Founder and Chef David Myers Announces Brian Howard as Executive Chef
LAS VEGAS – Comme Ça, the newest French brasserie staple in the Las Vegas dining scene at The Cosmopolitan of Las Vegas, welcomes springtime with a new spring menu created by founder and chef David Myers, and his new Executive Chef, Brian Howard.
Myers and Howard add new Parisian favorites to the dynamic menu including two fresh, crisp salads: the provence country salad and the chilled asparagus salad which contains marcona almonds, black truffle hollandaise, piquillo pepper and mizuna.
Other new French classics that will be featured in this season’s menu will include a mushroom risotto, the Hudson Valley foie gras, butter poached lobster and the steak tartine, a traditional open-faced sandwich made with arugula, bleu cheese, black pepper aioli and pickled red onion on toasted country bread.
Comme Ça has also changed up its Spécialités du Jour offerings with coq au vin, a classic dish composed of chicken, mushrooms, onions and pork, priced at $28 every Tuesday.

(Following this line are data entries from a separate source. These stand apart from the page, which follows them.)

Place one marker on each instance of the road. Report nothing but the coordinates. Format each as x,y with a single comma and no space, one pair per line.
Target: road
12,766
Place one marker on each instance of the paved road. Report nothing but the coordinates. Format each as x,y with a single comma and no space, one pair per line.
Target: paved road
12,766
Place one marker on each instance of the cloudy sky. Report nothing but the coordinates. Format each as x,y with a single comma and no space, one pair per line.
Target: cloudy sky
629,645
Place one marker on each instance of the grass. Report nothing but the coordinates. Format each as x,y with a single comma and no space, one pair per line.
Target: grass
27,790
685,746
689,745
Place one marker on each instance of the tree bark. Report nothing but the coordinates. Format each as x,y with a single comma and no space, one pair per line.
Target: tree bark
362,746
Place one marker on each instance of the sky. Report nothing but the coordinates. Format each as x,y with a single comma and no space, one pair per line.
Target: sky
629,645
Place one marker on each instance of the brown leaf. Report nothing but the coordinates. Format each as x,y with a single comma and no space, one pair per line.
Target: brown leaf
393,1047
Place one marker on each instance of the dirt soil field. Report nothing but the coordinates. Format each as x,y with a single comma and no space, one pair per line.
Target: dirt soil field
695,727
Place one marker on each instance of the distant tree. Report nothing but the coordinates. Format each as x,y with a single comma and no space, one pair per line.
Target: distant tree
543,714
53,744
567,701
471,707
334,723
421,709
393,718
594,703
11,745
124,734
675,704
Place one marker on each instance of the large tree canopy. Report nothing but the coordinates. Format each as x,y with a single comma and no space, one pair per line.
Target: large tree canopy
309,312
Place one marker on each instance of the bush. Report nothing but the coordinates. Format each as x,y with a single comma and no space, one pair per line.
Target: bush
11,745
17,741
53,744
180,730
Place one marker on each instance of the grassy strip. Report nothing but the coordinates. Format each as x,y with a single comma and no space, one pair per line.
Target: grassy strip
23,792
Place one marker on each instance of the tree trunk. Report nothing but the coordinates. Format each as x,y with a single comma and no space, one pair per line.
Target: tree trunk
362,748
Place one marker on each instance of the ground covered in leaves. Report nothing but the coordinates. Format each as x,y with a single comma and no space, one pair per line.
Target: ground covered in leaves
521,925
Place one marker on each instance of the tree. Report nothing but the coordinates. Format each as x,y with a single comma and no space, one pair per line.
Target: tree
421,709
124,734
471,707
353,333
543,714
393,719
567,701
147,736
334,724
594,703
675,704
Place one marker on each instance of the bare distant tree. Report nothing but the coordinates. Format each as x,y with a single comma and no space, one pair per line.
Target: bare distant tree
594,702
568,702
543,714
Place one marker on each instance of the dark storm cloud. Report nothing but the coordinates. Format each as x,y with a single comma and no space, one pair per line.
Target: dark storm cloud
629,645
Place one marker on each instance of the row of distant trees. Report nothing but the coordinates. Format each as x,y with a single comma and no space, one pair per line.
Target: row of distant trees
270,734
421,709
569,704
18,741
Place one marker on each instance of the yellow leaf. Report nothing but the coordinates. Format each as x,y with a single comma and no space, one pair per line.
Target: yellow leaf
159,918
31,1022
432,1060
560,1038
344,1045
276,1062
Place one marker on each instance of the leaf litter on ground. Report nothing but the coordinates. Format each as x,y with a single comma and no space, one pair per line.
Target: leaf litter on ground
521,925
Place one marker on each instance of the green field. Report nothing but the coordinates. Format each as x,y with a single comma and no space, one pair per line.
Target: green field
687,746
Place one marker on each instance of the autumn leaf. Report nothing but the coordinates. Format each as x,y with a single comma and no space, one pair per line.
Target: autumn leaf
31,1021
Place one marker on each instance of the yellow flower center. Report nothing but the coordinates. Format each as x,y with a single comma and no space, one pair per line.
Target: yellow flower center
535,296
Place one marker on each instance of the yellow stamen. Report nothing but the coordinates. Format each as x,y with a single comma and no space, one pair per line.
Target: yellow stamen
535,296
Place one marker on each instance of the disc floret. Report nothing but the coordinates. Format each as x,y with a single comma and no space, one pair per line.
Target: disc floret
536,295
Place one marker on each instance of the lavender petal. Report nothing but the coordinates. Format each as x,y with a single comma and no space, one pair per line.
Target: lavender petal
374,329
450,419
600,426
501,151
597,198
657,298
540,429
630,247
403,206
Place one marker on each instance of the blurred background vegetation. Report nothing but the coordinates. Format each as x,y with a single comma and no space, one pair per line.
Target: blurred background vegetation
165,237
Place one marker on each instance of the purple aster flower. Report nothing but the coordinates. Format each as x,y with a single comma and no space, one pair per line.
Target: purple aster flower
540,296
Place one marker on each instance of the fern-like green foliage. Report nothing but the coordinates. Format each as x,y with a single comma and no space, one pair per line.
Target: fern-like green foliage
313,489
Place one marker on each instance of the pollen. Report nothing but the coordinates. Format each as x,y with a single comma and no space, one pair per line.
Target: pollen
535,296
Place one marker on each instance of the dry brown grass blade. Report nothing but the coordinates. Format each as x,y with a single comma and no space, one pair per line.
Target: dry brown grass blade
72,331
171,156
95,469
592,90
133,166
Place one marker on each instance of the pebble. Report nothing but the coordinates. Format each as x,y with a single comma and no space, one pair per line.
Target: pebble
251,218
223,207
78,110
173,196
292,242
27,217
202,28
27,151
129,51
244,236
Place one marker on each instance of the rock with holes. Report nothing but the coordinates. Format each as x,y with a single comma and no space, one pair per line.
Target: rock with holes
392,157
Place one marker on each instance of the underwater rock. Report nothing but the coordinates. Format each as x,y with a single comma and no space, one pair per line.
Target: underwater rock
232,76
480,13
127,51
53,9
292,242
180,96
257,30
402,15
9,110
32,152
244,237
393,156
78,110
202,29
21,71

The Wednesday specialty will be the riz de veau, a veal sweetbread, priced at $26 and described by Howard as an item for the “ultimate foodie.”
“We offer a variety of products on our menu that appease all crowds, even those with the most trained palettes,” says Howard.
A well-known professional in the Las Vegas culinary scene, Howard has a keen eye for quality and fresh ingredients, seeking out only the finest meats, seafood and produce from top purveyors around the country.
“We are thrilled to welcome Brian to the David Myers Group family,” says Myers. “His ability to lead a kitchen and maintain the high level of cooking and quality for which Comme Ça is known makes him an outstanding asset to our team.”
Howard brings his passion and dedication to Comme Ça looking forward to contributing ideas and nurturing a budding professional relationship with Myers and his culinary vision. Howard plans to help make Comme Ça the premier French brasserie in Las Vegas by constantly updating the menu with new, unique offerings and by overseeing a culinary team of the highest pedigree.